Climate change is one of the major treats that are not only facing humanity but the entire world. According to the American Meteorological Society, there is a 90 percent probability that global temperatures will rise by 3.5 to 7.4 degrees Celsius (6.3 to 13.3 degrees Fahrenheit) in less than one hundred years, with even greater increases over land and the poles. It involves many dimensions – science, economics, society, politics and moral and ethical questions – and is a global problem, felt on local scales, that will be around for decades and centuries to come.

Carbon dioxide, the heat-trapping greenhouse gas that has driven recent global warming, lingers in the atmosphere for hundreds of years, and the planet (especially the oceans) takes a while to respond to warming. So even if we stop emitting all greenhouse gases today, global warming and climate change will continue to affect future generations. In this way, humanity is “committed” to some level of climate change.
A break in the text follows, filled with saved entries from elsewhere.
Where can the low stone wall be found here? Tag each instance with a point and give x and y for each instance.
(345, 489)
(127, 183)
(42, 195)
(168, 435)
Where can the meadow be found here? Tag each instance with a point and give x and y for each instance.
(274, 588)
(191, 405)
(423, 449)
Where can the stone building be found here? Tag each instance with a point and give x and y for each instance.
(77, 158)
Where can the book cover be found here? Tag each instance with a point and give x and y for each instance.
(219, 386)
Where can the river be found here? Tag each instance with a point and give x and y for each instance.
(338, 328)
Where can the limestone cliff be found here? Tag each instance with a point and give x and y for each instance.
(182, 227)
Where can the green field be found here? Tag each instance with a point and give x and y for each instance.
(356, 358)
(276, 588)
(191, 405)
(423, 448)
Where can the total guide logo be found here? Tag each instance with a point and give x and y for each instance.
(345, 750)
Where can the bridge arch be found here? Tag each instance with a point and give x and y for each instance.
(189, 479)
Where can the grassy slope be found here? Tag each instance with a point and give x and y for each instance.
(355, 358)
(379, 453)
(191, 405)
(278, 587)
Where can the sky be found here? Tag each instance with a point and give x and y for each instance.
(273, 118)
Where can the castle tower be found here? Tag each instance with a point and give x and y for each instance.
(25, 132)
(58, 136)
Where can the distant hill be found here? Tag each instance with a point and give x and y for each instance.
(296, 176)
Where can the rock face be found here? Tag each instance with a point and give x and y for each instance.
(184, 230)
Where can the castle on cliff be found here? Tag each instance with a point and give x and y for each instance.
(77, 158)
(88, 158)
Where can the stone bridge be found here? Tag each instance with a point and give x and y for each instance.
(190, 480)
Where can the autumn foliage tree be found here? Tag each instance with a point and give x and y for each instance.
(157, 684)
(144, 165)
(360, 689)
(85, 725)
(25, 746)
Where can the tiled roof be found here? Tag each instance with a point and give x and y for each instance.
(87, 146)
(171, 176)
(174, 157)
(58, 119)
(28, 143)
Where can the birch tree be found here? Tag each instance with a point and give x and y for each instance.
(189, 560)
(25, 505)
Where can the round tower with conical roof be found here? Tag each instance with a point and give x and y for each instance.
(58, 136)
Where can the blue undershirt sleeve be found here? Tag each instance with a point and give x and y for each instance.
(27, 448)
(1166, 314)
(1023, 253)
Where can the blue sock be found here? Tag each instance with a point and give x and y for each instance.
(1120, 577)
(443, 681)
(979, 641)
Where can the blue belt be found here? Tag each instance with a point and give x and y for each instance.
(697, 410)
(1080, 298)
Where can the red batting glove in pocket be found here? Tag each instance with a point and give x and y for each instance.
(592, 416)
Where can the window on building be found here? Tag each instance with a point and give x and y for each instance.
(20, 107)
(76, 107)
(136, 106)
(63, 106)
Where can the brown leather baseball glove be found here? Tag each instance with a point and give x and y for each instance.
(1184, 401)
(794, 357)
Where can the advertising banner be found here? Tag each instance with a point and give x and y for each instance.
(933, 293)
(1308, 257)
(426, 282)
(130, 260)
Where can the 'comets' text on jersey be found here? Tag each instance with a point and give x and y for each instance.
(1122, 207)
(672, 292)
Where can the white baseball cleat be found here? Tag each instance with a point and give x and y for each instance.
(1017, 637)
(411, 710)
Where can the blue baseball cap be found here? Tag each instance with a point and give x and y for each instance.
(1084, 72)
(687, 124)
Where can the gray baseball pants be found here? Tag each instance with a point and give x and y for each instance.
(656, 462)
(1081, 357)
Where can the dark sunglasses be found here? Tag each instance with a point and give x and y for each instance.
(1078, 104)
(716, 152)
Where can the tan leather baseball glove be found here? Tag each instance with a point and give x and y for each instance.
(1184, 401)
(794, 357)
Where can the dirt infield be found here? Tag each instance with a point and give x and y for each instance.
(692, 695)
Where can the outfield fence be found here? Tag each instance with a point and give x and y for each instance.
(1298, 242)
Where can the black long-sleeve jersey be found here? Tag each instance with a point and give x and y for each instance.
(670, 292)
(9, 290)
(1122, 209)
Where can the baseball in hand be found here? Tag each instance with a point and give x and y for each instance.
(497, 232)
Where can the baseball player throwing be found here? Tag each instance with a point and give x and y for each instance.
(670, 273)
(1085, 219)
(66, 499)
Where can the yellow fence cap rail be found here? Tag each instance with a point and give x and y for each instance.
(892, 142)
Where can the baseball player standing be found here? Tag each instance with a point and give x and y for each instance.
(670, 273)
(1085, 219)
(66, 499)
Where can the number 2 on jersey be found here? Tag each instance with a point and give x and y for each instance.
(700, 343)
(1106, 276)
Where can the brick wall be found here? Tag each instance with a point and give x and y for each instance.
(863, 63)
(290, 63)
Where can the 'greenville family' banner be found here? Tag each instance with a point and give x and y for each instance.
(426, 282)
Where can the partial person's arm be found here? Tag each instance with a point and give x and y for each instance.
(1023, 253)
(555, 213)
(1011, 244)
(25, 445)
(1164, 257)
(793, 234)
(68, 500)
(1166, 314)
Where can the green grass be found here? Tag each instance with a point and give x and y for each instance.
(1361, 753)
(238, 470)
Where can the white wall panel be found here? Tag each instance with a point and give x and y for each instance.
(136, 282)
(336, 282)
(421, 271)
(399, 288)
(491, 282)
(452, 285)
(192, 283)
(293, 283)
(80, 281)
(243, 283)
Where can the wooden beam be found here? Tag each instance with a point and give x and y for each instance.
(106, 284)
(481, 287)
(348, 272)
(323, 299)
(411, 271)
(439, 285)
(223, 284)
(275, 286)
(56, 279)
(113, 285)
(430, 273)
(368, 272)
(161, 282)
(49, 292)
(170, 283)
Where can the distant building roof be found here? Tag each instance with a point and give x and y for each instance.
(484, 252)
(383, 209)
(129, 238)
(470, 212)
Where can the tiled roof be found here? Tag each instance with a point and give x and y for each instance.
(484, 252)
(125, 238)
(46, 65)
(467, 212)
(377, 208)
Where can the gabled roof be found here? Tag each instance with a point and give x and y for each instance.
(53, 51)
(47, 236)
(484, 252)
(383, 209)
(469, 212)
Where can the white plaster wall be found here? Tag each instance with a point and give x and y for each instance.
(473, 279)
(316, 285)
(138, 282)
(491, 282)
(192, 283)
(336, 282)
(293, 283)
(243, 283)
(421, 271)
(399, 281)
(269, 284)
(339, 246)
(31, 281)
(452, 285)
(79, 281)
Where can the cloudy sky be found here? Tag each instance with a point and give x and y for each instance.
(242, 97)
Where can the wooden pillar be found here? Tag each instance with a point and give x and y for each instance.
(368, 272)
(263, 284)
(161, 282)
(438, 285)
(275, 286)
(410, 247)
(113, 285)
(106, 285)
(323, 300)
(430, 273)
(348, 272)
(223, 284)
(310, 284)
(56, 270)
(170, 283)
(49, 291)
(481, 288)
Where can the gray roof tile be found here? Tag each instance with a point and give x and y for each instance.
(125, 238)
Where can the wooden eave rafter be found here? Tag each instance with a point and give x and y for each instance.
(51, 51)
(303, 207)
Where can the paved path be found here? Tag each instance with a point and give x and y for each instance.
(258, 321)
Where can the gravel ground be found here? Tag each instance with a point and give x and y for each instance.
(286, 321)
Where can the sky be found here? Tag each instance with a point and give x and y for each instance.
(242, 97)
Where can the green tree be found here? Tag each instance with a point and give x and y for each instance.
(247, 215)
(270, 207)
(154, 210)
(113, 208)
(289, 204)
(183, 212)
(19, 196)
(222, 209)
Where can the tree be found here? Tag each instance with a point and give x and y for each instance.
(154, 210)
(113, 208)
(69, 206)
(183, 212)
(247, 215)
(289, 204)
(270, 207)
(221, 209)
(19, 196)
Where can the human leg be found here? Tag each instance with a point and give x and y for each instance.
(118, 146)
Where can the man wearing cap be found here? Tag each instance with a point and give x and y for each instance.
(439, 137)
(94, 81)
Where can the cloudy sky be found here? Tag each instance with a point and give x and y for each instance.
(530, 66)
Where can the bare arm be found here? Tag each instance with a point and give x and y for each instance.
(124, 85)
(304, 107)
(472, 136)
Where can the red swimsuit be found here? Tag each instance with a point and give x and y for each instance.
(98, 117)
Though, most of the leaders, scientific agencies and policy makers in developed countries have taken the challenge and working assiduously to curb and mitigate climate change. Unfortunately, African leaders have yet to come up with any clear solutions or ways of dealing with climate change. In the light of this, we, at African BioHub have taken up the challenge to raise the awareness and danger of climate change and ways to mitigate it through biotechnology.